Bildung und Wohlstand

Franz Schmid

Das thailändische Erziehungsministerium hat kürzlich einen Schreib- und Lesefähigkeitstest mit 630.000 Schülern im Alter von sechs und sieben Jahren der zweiten Grundschulklasse durchgeführt. Das Ergebnis war erschreckend: 12 Prozent der Schüler fielen dabei durch.
„Die meisten der Schüler, die den Test nicht bestanden, kamen aus armen Familien, die den Schulunterricht oft versäumten, da sie arbeiten mussten, oder weil ihre Eltern Wanderarbeiter sind, die von Ort zu Ort ziehen“, hieß es aus dem Ministerium. Anlass zur Besorgnis gaben auch die Ergebnisse an den thailändischen Grenzen; dort ist Thai oft nur die Zweitsprache. Thailand ist in 175 Bildungszonen eingeteilt, davon haben 10 Zonen eine Analphabetenrate von mehr als 25 Prozent in dieser Altersgruppe, fünf dieser Zonen liegen in der Nähe der malaiischen Grenze, wo die Hauptsprache Malaiisch ist. Der hauptsächlich muslimische Süden ist die ärmste Region Thailands. Die restlichen fünf Zonen liegen in ländlichen Gebieten der Zentralebene und im Nordosten Thailands. Erwartungsgemäß schnitten die Schüler in Bangkok am besten ab, nur ein Prozent bestanden die Prüfung nicht.
Diese Zahlen belegen, dass im Bereich schulischer Bildung, gerade auf dem Lande, viel Nachholbedarf besteht.

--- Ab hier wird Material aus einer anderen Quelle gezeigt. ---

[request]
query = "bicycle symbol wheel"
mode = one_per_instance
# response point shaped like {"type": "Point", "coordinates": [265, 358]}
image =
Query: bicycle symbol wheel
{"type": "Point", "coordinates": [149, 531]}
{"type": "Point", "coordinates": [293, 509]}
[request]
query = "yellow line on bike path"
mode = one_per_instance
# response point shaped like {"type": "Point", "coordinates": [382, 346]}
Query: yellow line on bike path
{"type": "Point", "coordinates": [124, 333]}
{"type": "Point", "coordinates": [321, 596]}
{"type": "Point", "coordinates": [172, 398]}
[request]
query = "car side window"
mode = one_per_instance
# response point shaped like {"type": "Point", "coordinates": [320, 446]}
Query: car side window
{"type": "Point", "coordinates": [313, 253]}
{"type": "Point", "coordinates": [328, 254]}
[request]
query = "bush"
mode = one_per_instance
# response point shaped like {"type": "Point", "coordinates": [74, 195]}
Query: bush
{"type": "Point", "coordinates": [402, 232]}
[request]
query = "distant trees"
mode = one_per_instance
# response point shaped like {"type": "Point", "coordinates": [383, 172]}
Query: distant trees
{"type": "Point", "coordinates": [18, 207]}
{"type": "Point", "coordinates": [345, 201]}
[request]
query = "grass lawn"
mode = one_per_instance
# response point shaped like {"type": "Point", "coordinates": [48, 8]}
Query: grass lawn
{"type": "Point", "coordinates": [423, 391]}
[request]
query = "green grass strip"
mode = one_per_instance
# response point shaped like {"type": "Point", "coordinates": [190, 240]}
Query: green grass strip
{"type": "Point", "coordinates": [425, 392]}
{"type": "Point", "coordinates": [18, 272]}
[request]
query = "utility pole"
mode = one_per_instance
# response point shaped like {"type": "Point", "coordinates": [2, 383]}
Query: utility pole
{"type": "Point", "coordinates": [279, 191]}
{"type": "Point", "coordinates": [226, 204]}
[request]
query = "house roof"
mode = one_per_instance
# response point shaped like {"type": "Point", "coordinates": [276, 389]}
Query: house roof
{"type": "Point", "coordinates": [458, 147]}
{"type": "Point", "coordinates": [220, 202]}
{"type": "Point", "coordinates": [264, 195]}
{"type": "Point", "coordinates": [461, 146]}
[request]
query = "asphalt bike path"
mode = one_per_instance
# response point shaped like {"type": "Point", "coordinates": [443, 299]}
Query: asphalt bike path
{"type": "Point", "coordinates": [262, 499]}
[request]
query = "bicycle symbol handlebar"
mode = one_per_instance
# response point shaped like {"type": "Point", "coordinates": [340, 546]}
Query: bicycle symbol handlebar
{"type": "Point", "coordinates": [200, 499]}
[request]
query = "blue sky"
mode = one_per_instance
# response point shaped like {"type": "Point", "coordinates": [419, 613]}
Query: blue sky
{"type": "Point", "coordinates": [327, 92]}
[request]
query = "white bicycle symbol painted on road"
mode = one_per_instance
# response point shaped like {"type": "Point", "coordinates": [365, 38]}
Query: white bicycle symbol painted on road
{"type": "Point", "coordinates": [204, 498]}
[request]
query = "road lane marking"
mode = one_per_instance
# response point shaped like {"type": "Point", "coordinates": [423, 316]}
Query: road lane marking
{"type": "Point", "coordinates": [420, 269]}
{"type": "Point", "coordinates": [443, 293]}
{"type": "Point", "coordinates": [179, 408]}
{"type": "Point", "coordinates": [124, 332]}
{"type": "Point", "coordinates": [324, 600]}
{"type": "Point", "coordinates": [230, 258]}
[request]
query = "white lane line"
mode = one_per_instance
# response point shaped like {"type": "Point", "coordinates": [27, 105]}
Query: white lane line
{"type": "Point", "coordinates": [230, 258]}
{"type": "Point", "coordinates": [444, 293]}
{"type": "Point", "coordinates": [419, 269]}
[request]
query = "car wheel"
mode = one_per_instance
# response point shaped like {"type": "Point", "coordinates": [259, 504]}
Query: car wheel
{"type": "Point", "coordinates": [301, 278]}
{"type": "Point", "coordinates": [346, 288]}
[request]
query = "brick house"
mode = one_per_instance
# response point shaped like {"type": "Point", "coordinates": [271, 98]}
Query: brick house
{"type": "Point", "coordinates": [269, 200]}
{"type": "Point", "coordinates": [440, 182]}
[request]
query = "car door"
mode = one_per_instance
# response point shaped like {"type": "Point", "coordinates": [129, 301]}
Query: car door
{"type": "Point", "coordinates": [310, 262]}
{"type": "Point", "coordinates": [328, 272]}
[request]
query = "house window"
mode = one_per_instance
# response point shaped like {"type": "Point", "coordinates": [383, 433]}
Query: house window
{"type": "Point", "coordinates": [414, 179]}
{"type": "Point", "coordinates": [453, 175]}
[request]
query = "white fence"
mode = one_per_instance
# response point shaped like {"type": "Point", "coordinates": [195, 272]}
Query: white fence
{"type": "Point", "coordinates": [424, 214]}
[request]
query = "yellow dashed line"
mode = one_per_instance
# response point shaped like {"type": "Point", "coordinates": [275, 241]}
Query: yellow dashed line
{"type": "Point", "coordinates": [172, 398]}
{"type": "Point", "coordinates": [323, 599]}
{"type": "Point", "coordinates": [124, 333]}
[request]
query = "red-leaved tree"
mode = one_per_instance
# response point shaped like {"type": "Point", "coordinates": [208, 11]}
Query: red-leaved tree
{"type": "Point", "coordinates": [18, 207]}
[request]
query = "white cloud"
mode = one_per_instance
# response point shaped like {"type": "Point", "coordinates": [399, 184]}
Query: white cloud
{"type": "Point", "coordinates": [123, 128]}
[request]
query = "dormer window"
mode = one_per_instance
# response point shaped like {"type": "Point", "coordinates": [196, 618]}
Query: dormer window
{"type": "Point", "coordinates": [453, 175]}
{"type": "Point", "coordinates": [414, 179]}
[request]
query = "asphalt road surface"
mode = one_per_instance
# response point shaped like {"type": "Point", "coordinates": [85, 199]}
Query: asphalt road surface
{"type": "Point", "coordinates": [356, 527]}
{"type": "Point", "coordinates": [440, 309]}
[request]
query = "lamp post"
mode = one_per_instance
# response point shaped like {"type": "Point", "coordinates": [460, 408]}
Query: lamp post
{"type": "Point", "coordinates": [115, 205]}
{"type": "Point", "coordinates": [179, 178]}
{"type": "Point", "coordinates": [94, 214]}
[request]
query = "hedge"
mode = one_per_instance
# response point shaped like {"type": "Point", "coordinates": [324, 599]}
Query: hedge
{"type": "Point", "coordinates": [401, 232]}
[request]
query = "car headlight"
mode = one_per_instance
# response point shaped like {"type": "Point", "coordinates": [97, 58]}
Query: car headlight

Das heutige Schul- und Bildungssystem (und seine Weiterentwicklung) für die Allgemeinheit ist in Thailand nur etwas über 100 Jahre alt. König Chulalongkorn (Rama V.) führte 1898 in seiner so genannten „Bildungs-Proklamation“ ein zweigegliedertes System ein, welches in eine akademische und Berufsausbildung nach dem britischen Schulsystem unterteilt war. Erst 1932 wurde ein erweiterter Bildungsplan in die Tat umgesetzt, der die Schulpflicht für vier Grundschuljahre vorsah. Heute herrscht in Thailand eine allgemeine Schulpflicht von neun Jahren, dabei ist der Besuch der sechsjährigen Schulpflicht theoretisch verbindlich. Ursprünglich sollte dieser Besuch kostenfrei sein, jedoch werden die Schüler (bzw. deren Eltern) heute immer mehr zu den Kosten von Schuluniformen und Lehrmaterialien herangezogen. Dies macht vor allem armen Familien zu schaffen, die oftmals Eigentum verpfänden müssen, um ihren Kindern den Schulbesuch zu ermöglichen. Selten entsprechen die Unterrichtsmethoden westlichem Standard, die Förderung von eigenverantwortlichem Lernen oder Eigeninitiative ist wenig verbreitet, stattdessen herrscht – vornehmlich auf dem Lande – ein stark ausgeprägtes Autoritätsdenken.
Wie in vielen Bereichen der thailändischen Gesellschaft sind auch im Schulsystem die im Laufe der Zeit entstandenen Strukturen verkrustet. Sie aufzubrechen bedarf gewaltiger Anstrengungen. Es hat sich gezeigt, dass Anläufe zu Reformen leider im Sande verlaufen. Zwar hat heute Thailand offiziell nur eine Analphabetenrate von drei Prozent, dies sagt aber noch nichts über den allgemeinen Bildungsstand aus. Erstrebenswert sollte vor allem sein, dass allen Kinder, unabhängig von ihrem Wohnsitz oder Familieneinkommen, ein qualitativer Grundschulbesuch ermöglicht wird. Dieser ist die Grundlage für eine weiterführende Bildung. Nur wer die Chance hat, eine gute Bildung zu genießen, ist auch in der Lage, sich aus dem Teufelskreis der Armut zu befreien.